Amid all the hyperbole you finally got there. So I ask whether you know that clear labelling and processing will always be honest and customers will be able to buy. Nobody in their right mind is going to trust an American whose first thought is guns and freedom on whether their chicken had to have all sorts of nasty stuff cleaned off it before it was passed as "safe" to eat or not.
As I stated, the same could be said of 100 percent of all products and services; anything can be fraudulently sold, including those chickens from Thailand that Brits don't chirp a peep in protest over. While any system of checks relies on research and occasional verification, fraud happens for EVERYTHING. If the consumer knows it is source from America, or Thailand, then they can make their choice. YOU trusting Americans is not the issue, that is up to the consumer.
And if "trust" were the sole issue, exactly why should anyone trust British beef after their "trustworthy" farming practices and inspection system produced MAD COW disease. Seems to me that is a hell of a lot more relevant to eating safe foodstuffs than your fretting over the popularity of gun ownership and an affection for liberty among a minority of Americans.

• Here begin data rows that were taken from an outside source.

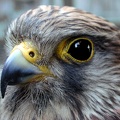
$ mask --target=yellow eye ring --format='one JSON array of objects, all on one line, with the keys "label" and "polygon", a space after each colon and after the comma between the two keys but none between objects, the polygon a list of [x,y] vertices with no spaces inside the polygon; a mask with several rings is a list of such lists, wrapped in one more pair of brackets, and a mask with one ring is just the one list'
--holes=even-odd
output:
[{"label": "yellow eye ring", "polygon": [[63,40],[57,49],[58,57],[70,62],[87,62],[94,55],[94,45],[92,40],[86,37]]}]

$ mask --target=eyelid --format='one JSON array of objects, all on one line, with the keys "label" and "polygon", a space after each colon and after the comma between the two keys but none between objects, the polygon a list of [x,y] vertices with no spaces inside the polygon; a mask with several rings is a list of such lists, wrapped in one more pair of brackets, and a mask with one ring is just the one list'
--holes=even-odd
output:
[{"label": "eyelid", "polygon": [[68,47],[67,40],[68,39],[62,40],[62,42],[58,45],[56,50],[58,58],[63,59],[64,61],[66,61],[65,54]]},{"label": "eyelid", "polygon": [[68,47],[67,47],[67,48],[68,48],[68,49],[67,49],[67,52],[68,52],[70,46],[71,46],[75,41],[77,41],[77,40],[82,40],[82,39],[89,41],[89,42],[91,43],[92,47],[93,47],[93,42],[92,42],[90,39],[88,39],[88,38],[86,38],[86,37],[81,37],[81,38],[76,38],[76,39],[72,40],[72,42],[69,43],[69,45],[68,45]]},{"label": "eyelid", "polygon": [[[78,59],[72,57],[72,56],[68,53],[69,48],[71,47],[71,45],[72,45],[75,41],[78,41],[78,40],[86,40],[86,41],[89,41],[89,42],[91,43],[91,47],[92,47],[91,55],[90,55],[90,57],[89,57],[88,59],[86,59],[86,60],[78,60]],[[87,61],[91,60],[91,58],[93,57],[93,54],[94,54],[94,44],[93,44],[92,40],[89,39],[89,38],[86,38],[86,37],[76,38],[76,39],[74,39],[72,42],[70,42],[70,44],[68,45],[67,53],[68,53],[68,56],[69,56],[70,58],[72,58],[72,60],[74,60],[75,62],[78,62],[78,63],[87,62]]]},{"label": "eyelid", "polygon": [[[92,51],[91,51],[91,55],[90,57],[87,59],[87,60],[77,60],[75,59],[74,57],[72,57],[68,51],[69,51],[69,48],[71,47],[71,45],[77,41],[77,40],[86,40],[86,41],[89,41],[91,43],[91,46],[92,46]],[[63,61],[65,62],[69,62],[70,61],[66,58],[69,58],[75,62],[78,62],[78,63],[81,63],[81,62],[87,62],[89,61],[92,57],[93,57],[93,54],[94,54],[94,44],[92,42],[91,39],[87,38],[87,37],[80,37],[80,38],[67,38],[67,39],[64,39],[59,45],[58,45],[58,48],[57,48],[57,55],[60,59],[62,59]]]}]

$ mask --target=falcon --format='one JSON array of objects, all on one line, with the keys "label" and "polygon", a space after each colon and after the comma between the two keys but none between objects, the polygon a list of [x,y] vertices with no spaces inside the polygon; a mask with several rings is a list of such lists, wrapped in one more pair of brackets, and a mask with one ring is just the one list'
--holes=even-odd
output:
[{"label": "falcon", "polygon": [[119,120],[116,25],[43,5],[16,18],[5,43],[0,120]]}]

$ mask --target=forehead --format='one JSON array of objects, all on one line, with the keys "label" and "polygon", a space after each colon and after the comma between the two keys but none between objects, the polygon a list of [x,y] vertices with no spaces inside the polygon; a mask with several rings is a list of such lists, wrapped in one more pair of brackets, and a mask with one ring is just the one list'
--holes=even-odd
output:
[{"label": "forehead", "polygon": [[39,43],[59,43],[66,37],[80,35],[113,36],[114,24],[73,7],[40,6],[18,17],[8,29],[7,38]]}]

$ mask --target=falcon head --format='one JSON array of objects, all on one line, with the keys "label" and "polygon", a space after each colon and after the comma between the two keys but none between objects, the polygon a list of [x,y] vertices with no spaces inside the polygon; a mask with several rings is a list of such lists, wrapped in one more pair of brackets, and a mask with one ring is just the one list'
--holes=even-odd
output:
[{"label": "falcon head", "polygon": [[118,120],[120,30],[73,7],[39,6],[9,26],[1,120]]}]

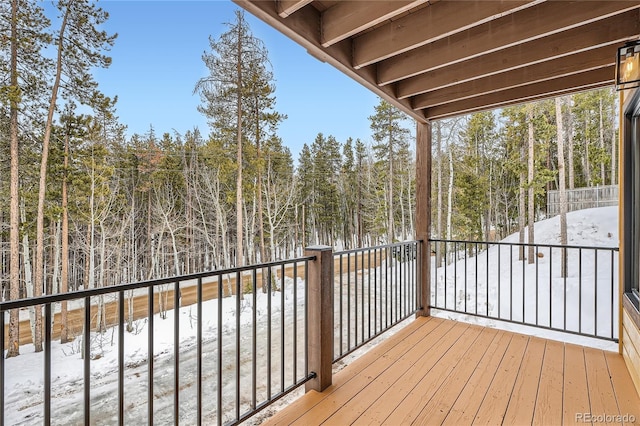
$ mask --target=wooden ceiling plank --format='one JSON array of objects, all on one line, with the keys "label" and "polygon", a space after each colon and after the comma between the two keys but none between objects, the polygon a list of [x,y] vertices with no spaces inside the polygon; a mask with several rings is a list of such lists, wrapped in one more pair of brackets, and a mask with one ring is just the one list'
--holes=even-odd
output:
[{"label": "wooden ceiling plank", "polygon": [[354,37],[353,66],[379,62],[539,2],[440,1]]},{"label": "wooden ceiling plank", "polygon": [[446,69],[439,68],[402,80],[397,84],[396,94],[400,99],[404,99],[588,49],[621,44],[638,37],[640,37],[638,11],[629,11],[602,21],[469,59]]},{"label": "wooden ceiling plank", "polygon": [[639,7],[635,1],[545,2],[379,62],[378,84],[393,83]]},{"label": "wooden ceiling plank", "polygon": [[315,8],[305,7],[287,18],[282,18],[278,15],[273,1],[233,0],[233,2],[291,38],[316,59],[329,63],[411,118],[422,123],[426,122],[423,112],[414,111],[407,99],[396,99],[393,87],[379,87],[376,84],[374,67],[365,67],[360,70],[354,70],[351,67],[350,40],[344,40],[328,48],[322,47],[319,42],[320,14]]},{"label": "wooden ceiling plank", "polygon": [[538,99],[547,99],[567,93],[611,86],[614,83],[615,66],[598,68],[580,74],[544,81],[528,86],[494,92],[471,99],[464,99],[428,108],[425,116],[429,120],[454,117],[488,109],[501,108]]},{"label": "wooden ceiling plank", "polygon": [[427,1],[341,1],[322,13],[322,45],[331,46]]},{"label": "wooden ceiling plank", "polygon": [[412,98],[412,105],[414,109],[429,108],[514,87],[578,74],[586,70],[607,67],[615,65],[615,62],[615,49],[610,46],[604,46],[564,56],[554,61],[541,62],[424,93]]},{"label": "wooden ceiling plank", "polygon": [[280,15],[281,18],[286,18],[312,1],[313,0],[276,0],[278,15]]}]

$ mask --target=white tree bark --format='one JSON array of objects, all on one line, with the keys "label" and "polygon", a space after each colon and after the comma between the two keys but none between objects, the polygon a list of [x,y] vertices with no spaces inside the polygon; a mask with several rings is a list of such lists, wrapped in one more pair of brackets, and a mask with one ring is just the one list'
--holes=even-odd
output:
[{"label": "white tree bark", "polygon": [[[564,125],[562,98],[556,98],[556,128],[558,134],[558,195],[560,198],[560,245],[567,245],[567,188],[564,166]],[[567,276],[567,251],[562,249],[560,276]]]},{"label": "white tree bark", "polygon": [[535,175],[535,141],[533,134],[533,105],[529,105],[527,109],[527,122],[528,122],[528,147],[529,147],[529,155],[528,155],[528,176],[527,176],[527,184],[528,184],[528,235],[527,235],[527,243],[529,244],[529,258],[528,262],[533,263],[534,259],[534,221],[535,221],[535,198],[534,198],[534,185],[533,179]]}]

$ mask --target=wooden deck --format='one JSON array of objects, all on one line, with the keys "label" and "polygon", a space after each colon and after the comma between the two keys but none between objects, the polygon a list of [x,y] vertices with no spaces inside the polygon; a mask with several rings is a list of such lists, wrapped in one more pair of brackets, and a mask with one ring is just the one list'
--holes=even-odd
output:
[{"label": "wooden deck", "polygon": [[334,375],[324,392],[305,394],[265,424],[620,420],[640,424],[640,398],[617,353],[430,317],[412,322]]}]

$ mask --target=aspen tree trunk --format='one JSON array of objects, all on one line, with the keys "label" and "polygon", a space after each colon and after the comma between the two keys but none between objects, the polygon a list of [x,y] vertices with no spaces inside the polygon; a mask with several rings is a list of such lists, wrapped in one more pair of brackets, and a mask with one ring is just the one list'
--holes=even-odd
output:
[{"label": "aspen tree trunk", "polygon": [[[69,291],[69,200],[67,180],[69,168],[69,135],[64,138],[64,176],[62,178],[62,265],[60,267],[60,293]],[[67,301],[60,303],[60,343],[69,341]]]},{"label": "aspen tree trunk", "polygon": [[611,185],[615,185],[618,182],[618,176],[616,176],[616,145],[618,144],[618,140],[616,138],[616,132],[613,129],[615,129],[615,127],[612,127],[611,130]]},{"label": "aspen tree trunk", "polygon": [[[447,190],[447,239],[452,239],[451,235],[451,216],[453,212],[453,148],[451,144],[447,144],[447,148],[449,149],[449,188]],[[455,255],[455,253],[454,253]],[[445,262],[448,263],[448,260],[445,259]]]},{"label": "aspen tree trunk", "polygon": [[[442,123],[436,121],[436,156],[438,162],[436,163],[436,186],[437,186],[437,201],[436,201],[436,233],[438,238],[442,238]],[[442,247],[441,244],[436,244],[436,265],[440,267],[442,265]]]},{"label": "aspen tree trunk", "polygon": [[236,76],[237,76],[237,104],[236,108],[236,126],[238,128],[237,144],[238,152],[236,155],[236,162],[238,164],[238,176],[236,179],[236,265],[237,267],[243,266],[243,224],[242,224],[242,26],[238,25],[238,51],[236,62]]},{"label": "aspen tree trunk", "polygon": [[358,247],[362,247],[362,155],[358,155]]},{"label": "aspen tree trunk", "polygon": [[[569,106],[571,106],[571,96],[568,97]],[[569,163],[569,189],[575,188],[575,174],[573,170],[573,114],[569,108],[567,117],[567,162]]]},{"label": "aspen tree trunk", "polygon": [[[602,116],[602,97],[599,99],[598,106],[600,113],[600,150],[604,153],[604,117]],[[600,161],[600,185],[606,185],[605,174],[604,161]]]},{"label": "aspen tree trunk", "polygon": [[[524,154],[524,143],[520,148],[520,159],[521,162],[525,161]],[[518,242],[520,244],[524,244],[524,227],[526,226],[526,214],[527,214],[527,202],[526,202],[526,192],[525,186],[527,185],[526,175],[524,173],[524,168],[520,171],[520,186],[518,187]],[[520,250],[518,253],[518,260],[524,261],[524,246],[520,246]]]},{"label": "aspen tree trunk", "polygon": [[[11,59],[9,97],[10,109],[10,178],[9,178],[9,299],[20,298],[20,192],[19,192],[19,146],[18,146],[18,109],[20,90],[18,87],[18,1],[11,0]],[[3,313],[4,315],[4,313]],[[2,330],[4,333],[4,330]],[[17,309],[9,312],[9,342],[7,358],[20,355],[20,316]],[[4,348],[2,348],[4,350]]]},{"label": "aspen tree trunk", "polygon": [[[40,179],[38,183],[38,211],[36,215],[36,254],[34,267],[34,296],[42,295],[42,286],[44,284],[44,202],[47,189],[47,162],[49,159],[49,141],[51,138],[51,129],[53,127],[53,116],[56,110],[56,102],[58,99],[58,90],[60,88],[60,80],[62,76],[62,58],[63,58],[63,39],[67,27],[67,18],[69,8],[62,16],[60,24],[60,34],[57,46],[56,71],[51,90],[51,100],[49,102],[49,111],[47,113],[47,121],[44,129],[44,138],[42,140],[42,158],[40,159]],[[42,308],[36,309],[35,318],[35,338],[34,346],[36,352],[42,351]]]},{"label": "aspen tree trunk", "polygon": [[534,146],[534,135],[533,135],[533,105],[529,105],[528,111],[527,111],[527,116],[528,116],[528,128],[529,128],[529,161],[528,161],[528,179],[527,179],[527,183],[528,183],[528,201],[529,201],[529,211],[528,211],[528,216],[529,216],[529,229],[528,229],[528,234],[527,235],[527,242],[529,243],[529,259],[528,262],[531,264],[535,261],[534,259],[534,249],[533,249],[533,243],[534,243],[534,235],[533,235],[533,222],[535,221],[535,198],[534,198],[534,185],[533,185],[533,178],[534,178],[534,155],[535,155],[535,146]]},{"label": "aspen tree trunk", "polygon": [[[587,127],[588,127],[588,123],[586,122],[585,119],[585,123],[584,123],[584,134],[587,134]],[[591,186],[591,163],[589,162],[589,139],[585,137],[585,141],[584,141],[584,160],[583,160],[583,164],[584,164],[584,174],[585,174],[585,179],[587,181],[587,186]]]},{"label": "aspen tree trunk", "polygon": [[[560,245],[567,245],[567,190],[564,167],[564,125],[562,98],[556,98],[556,128],[558,133],[558,195],[560,198]],[[561,251],[560,276],[567,276],[567,250]]]},{"label": "aspen tree trunk", "polygon": [[[256,100],[256,155],[258,161],[258,182],[256,192],[258,193],[258,244],[260,246],[260,263],[266,263],[269,259],[267,258],[267,253],[264,247],[264,215],[262,214],[262,147],[260,146],[260,118],[257,103],[258,102]],[[273,235],[271,235],[271,238],[273,239]],[[273,255],[273,251],[271,254]],[[264,270],[262,271],[262,292],[267,292],[267,275]]]},{"label": "aspen tree trunk", "polygon": [[389,205],[387,206],[387,244],[393,243],[395,230],[393,229],[393,139],[389,134]]},{"label": "aspen tree trunk", "polygon": [[[20,219],[24,224],[27,220],[27,217],[26,217],[27,214],[25,212],[24,204],[20,208],[20,216],[21,216]],[[33,265],[31,263],[31,248],[29,243],[29,234],[26,232],[22,235],[22,263],[24,268],[25,293],[28,298],[32,298],[34,286],[33,286],[33,275],[31,271],[33,270],[32,269]],[[35,333],[36,333],[36,308],[33,306],[29,308],[29,325],[31,327],[31,338],[34,339]]]}]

Leaving aside that chicken needing to be washed in chlorine is a huge issue of animal welfare on its own....
No, its not an issue. Everything you think about American poultry production is a product of your anti-American imagination. You haven't a clue how, for example, Tyson (one of the largest in America) manages, maintains, inspects, or sanitizes its facilities. Your completely ignorant of the results of US government testing for harmful bacteria in those facilities. Nor do you have a clue as to the chances of someone actually getting seriously ill from chicken tainted before the consumer purchased it.
What you do have is a prejudice and the vivid imagination to embellish it.
For example, the reason the strong majority of chicken produced in America gets a cold water bath after it is killed is to quickly bring down meat temperatures so as to reduce chances of spoilage. The reason a very weak chlorinated water is used is because it kills a source of spoilage (surface and cavity bacteria) and is harmless to humans.
This process is most efficient for factory production, compared to air chilled chicken which is slower. You can always buy air chilled chicken in America, and I sometimes do when I want the most intensely flavored chicken for a recipe, and when I am in the mood to pay 50 to 75 percent more.
And, by the way, there is one or more full-time USDA inspectors at the processing point, examining for fecal matter or other problems, as well as taking tests for bacterial contamination.
So until you are the one that familiarizes himself with modern factory production (which is how most chicken is produced in the US) and can visit a facility and see how steam cleaned, sanitized, and modern then your "imagination" isn't worth poop.